Rabhi Zohra, better known under her pseudonym Safia Ketou, (Aïn Sefra), 15 November 1944 – Algiers, 29 January 1989) was an Algerian writer, poet and playwright, one of her country's most eminent writers in the period following Algerian independence from France and the first science fiction author in Algeria.

==Biography==

Rabhi Zohra was born in 1944, in Aïn Sefra, in the province of Naâma, Algeria. She was a teacher from 1962 to 1969, when she decided to move to the capital, Algiers. There she became a journalist and worked for several major newspapers in the city, including APS (Algerian Press Service), Horizon and Algérie-Actualité.

==Young writer==

As she began her career as a journalist, Safia met several writers and, already a poet at that time, began to venture into writing plays, short stories and novels, mainly science fiction.
Safia was the first Algerian writer to write science fiction stories. Her writing is charged with the feelings of the country after independence in 1962. Her themes range from love, politics, patriotism, science fiction and various social issues; her texts also contain many autobiographical elements. She was a member of the Union of Algerian Writers.

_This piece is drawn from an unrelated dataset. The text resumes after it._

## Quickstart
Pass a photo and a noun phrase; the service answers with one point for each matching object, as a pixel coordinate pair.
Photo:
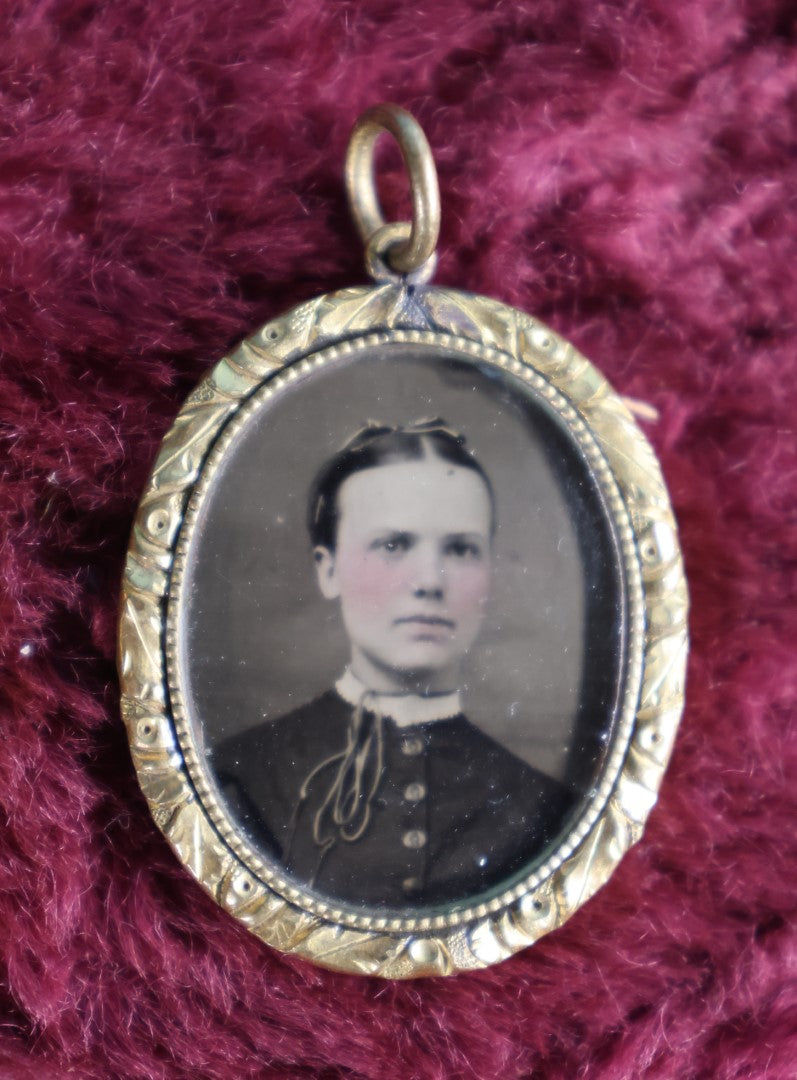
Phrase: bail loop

She has also written several children's books in a series called Rose Des Sables. Her collection of poetry, entitled Amie Cithare, was published in 1979. A play, Asthme, was written the same year. Her collection of science fiction stories, La Planète Mauve et Autres Nouvelles, was published in 1983. In Canada, it was published under the title The Purple Planet. This collection contains several stories that take place in space, defying time and space, in mythical places and strange peoples.

Safia Ketou was interested in Isabelle Eberhardt and her writings before she began writing, first of all poetry. Safia Ketou is distinguished by a pen full of emotion, reflecting the desire for a better world, lasting peace, and fair justice.

==Death==

Safia Ketou committed suicide on 29 January 1989 in Algiers by jumping from the bridge on Boulevard Telemly, near APS headquarters. She was buried in the Sidi Boudjemaa cemetery in Ain Sefra alongside Isabelle Eberhardt, the Franco-Swiss writer. She died at the age of 44.

==Published works==

Safia Ketou has composed several works:

- "Amie-Cithare" (poetry) in 1979.
- La Planète Mauve in 1983 published in Canada by Naâma Editions, which was the first Algerian science fiction work.
- Asma (play)
- Rose Des Sables 1983
- Asthma 1979

Safia Ketou was also the author of plays produced during the RTA era.
Her poetry is strongly marked by the theme of war, the Algerian war, but also misery, injustice, exploitation and racism. However, her writing goes beyond the borders of her country of origin, she nourished the hope that one day the war would end and give way to social justice. She composed for all five continents because she hoped that one day the war would end and brotherhood would be celebrated.